Many families are enduring pain in the region, from the violence of AFSPA, the National Register of Citizens (NRC), decades of neglect, lack of access to education and health services or human rights violations. People from India’s Northeast reconcile with the angst of the Kashmiris today.
Memories of my dead father
However, I felt most agitated when I learnt about my father’s mysterious death in November 2017. I was in Delhi when my mother called to inform me of the tragic news. It took me 16 hours to reach home to see my father’s dead body. It was the longest day of my life. I am furious that my state doesn’t have an airport yet. I am outraged that I don’t have access to good public education institutions and I had to move to Delhi to access them. My father’s death devastated me. We learnt a few hours later that his death was a murder.

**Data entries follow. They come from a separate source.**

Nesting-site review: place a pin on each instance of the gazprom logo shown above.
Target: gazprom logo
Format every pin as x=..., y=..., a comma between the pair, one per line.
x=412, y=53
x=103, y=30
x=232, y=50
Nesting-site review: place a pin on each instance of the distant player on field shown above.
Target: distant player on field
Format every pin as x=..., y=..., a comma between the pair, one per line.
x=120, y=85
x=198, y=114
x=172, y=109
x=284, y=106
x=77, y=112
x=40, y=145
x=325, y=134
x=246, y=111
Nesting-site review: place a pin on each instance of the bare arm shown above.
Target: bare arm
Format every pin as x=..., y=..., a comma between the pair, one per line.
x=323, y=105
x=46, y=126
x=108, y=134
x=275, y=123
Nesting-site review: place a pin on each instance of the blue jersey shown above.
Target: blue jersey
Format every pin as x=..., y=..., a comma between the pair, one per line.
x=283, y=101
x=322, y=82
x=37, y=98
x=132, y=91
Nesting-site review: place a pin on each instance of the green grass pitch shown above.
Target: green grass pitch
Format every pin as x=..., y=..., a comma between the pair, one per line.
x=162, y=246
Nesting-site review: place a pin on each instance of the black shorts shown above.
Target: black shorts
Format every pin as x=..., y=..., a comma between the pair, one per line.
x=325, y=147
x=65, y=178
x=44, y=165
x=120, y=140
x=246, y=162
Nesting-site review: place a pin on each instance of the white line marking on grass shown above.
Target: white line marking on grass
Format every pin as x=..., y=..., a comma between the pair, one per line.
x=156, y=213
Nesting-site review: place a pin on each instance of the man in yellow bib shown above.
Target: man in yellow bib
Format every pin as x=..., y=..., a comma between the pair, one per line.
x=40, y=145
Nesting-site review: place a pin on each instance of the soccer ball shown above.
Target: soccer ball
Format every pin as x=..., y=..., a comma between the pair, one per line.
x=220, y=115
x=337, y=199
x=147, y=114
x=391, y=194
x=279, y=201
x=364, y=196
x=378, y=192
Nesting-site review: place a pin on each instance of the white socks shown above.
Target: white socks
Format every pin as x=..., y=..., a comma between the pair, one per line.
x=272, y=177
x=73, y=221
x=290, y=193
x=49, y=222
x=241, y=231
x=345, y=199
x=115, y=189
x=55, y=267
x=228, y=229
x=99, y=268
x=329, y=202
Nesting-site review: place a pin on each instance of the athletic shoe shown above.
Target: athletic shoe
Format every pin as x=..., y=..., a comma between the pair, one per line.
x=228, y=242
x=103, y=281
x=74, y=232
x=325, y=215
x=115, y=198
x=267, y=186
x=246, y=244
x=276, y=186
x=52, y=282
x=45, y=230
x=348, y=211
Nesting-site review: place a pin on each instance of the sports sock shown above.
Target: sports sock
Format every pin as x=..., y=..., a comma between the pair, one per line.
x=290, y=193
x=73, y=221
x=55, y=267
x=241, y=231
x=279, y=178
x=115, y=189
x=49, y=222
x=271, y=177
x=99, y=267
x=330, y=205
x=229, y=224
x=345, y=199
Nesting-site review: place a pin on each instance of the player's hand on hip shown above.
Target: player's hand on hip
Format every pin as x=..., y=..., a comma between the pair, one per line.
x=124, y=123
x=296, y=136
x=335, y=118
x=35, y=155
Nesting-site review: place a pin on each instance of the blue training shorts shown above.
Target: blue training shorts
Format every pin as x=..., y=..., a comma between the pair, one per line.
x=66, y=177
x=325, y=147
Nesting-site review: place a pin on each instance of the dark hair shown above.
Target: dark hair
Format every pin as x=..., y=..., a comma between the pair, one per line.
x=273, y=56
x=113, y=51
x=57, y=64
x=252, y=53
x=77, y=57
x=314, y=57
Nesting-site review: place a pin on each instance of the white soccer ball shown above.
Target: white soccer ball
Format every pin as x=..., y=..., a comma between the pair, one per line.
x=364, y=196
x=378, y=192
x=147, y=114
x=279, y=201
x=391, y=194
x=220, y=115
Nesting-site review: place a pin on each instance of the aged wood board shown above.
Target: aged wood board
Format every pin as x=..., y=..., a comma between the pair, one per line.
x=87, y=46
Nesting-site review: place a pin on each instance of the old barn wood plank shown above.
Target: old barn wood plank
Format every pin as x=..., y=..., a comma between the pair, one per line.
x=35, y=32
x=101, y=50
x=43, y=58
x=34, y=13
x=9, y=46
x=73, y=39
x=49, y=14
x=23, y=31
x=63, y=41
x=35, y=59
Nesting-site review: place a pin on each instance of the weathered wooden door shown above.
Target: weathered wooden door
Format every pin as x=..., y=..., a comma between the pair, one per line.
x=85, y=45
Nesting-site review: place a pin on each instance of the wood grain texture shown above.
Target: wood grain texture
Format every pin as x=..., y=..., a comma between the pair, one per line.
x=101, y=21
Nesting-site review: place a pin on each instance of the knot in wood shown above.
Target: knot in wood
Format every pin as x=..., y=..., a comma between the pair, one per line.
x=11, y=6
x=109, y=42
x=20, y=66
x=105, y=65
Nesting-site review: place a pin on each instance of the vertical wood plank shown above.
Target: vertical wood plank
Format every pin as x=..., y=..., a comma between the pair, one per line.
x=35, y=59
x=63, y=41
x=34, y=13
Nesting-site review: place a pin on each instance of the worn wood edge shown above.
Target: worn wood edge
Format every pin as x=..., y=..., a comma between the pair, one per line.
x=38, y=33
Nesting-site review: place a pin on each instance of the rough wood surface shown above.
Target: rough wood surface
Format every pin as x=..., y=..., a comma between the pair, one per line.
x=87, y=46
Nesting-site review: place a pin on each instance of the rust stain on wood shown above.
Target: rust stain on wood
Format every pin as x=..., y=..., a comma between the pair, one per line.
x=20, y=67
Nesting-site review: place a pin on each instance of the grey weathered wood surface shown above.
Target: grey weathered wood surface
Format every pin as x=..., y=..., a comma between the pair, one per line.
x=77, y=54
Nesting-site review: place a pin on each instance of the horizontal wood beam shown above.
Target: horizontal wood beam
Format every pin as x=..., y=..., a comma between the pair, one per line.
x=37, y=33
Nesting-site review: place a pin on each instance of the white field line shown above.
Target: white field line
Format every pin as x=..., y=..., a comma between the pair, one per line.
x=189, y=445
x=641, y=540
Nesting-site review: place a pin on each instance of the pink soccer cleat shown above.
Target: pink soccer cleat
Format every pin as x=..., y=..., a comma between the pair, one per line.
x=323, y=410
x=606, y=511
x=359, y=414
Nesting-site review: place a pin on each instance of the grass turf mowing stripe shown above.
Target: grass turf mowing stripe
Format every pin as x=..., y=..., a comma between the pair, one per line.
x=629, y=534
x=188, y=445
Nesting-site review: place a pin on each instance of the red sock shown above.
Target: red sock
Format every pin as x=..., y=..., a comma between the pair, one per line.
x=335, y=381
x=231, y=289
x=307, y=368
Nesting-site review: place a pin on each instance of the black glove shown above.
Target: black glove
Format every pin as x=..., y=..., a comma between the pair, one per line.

As soon as I learnt about the developments in Kashmir, I reached out to a student of mine from the region. She lives in Delhi and I had taught her not so long ago in Delhi University. “Do you know how your family is?” I enquired. She responded, “I am not sure, I am just waiting.” I was quiet, feeling apologetic. I could only gather the courage to tell her, “I am sorry on behalf of the government and on behalf of the country,” to which she said, “My almighty is with us, only he will save us now.”
I also reached out to another student who is in Jammu at the moment. I was able to reach her only five days after the curfew. Almost sobbing, she asked, “Are we criminals that they have put us under curfew? I had a dream to join the IAS one day; you remember I was preparing for that, right? Now I am not sure of it anymore. I have no faith in the government now; they have betrayed us. This disgraceful integration is just wrong!”
Need I say more?
Just like the people in Kashmir, I am also looking for answers. Their yearning for peace is a quest for a dignified integration. In Arunachal, peace for me will only come in the form of justice. And I know that this wait for justice is long. After many years of struggle, if I’m sure of anything, it is that the space for minorities in the country is shrinking.
In my opinion, ignoring the moral analysis of any constitutional change is dangerous. Democracy survives on plural voices, unlike tyranny. Without the participation of the citizens of the J&K, every action taken by the Centre could result in unprecedented costs. The Northeast also needs to be understood and requires reconciliation, not antipathy.
Since the August 5 decision, various stakeholders, especially from the Northeast, are wary of the future of Article 371 and the special provisions it grants to six states. Even though the home minister, ‘assured’ that the article won’t be touched, the fear has not subsided.
Through the current events, and those from the past events since independence, one can distinctively observe the binaries constructed in the Indian narratives of the ‘other’. It’s rather convenient to paint our sufferings and our resentments as a ‘separatist’ agenda and make us look bitter and angry; what we often receive is bigotry and apathy instead of kindness and dialogues.
I want to tell the country, especially our current political leaders, that the popular narrative of war and guns as the ‘solution’ to the integration of the ‘disputed’ regions is obsolete. It will backfire, sooner or later. And I know for sure that a home is built on love and not blood.
If the country is genuinely a secular, sovereign, socialist democracy, it will need to change the narrative about the people of J&K and the Northeast. While people from the Northeast endure racial prejudices and discrimination, I know that many from Kashmir are seen as ‘anti-nationals’ or as ‘terrorists’.
Social media, journalists in newsrooms and even governments are responsible for creating this dangerous rhetoric. This then translates into the everyday narrative of ordinary people. If the country is willing to understand the realities of both regions, it will know that we are hurt and yearn for dignity.
For now, I can only say, there is only fear and no freedom in India’s Northeast and J&K.
Ngurang Reena is a research scholar at the Jawaharlal Nehru University, Delhi.